Ces réflexions me parlent puisque la réinvention est au coeur de ma vie depuis une quinzaine d’années. D’abord une nécessité professionnelle parce que c’est la seule façon d’avoir du succès à long terme lorsqu’on travaille en technologie, mais aussi de façon personnelle pour aller explorer des désirs et des rêves de longue date.
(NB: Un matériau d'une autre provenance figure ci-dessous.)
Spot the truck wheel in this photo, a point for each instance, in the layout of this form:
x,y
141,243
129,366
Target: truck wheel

Cette image de l’arbre et de bifurcations me ramène aussi à ce billet à propos de l’écrivain Carlo Levi, dans lequel il nous envoie un puissant message sur la nécessité des digressions dans la vie (ma traduction) :
Si une ligne droite est la distance la plus courte entre deux points fatals et incontournables, alors les digressions allongent cette ligne – et si ces digressions deviennent si complexes, emmêlées, tortueuses et si rapides qu’elles obscurcissent leurs propres traces, alors peut-être que la mort ne nous trouvera pas encore, peut-être que le temps perdra son chemin, peut-être pourrons-nous rester dissimulés dans nos cachettes en constante évolution.
Bravo !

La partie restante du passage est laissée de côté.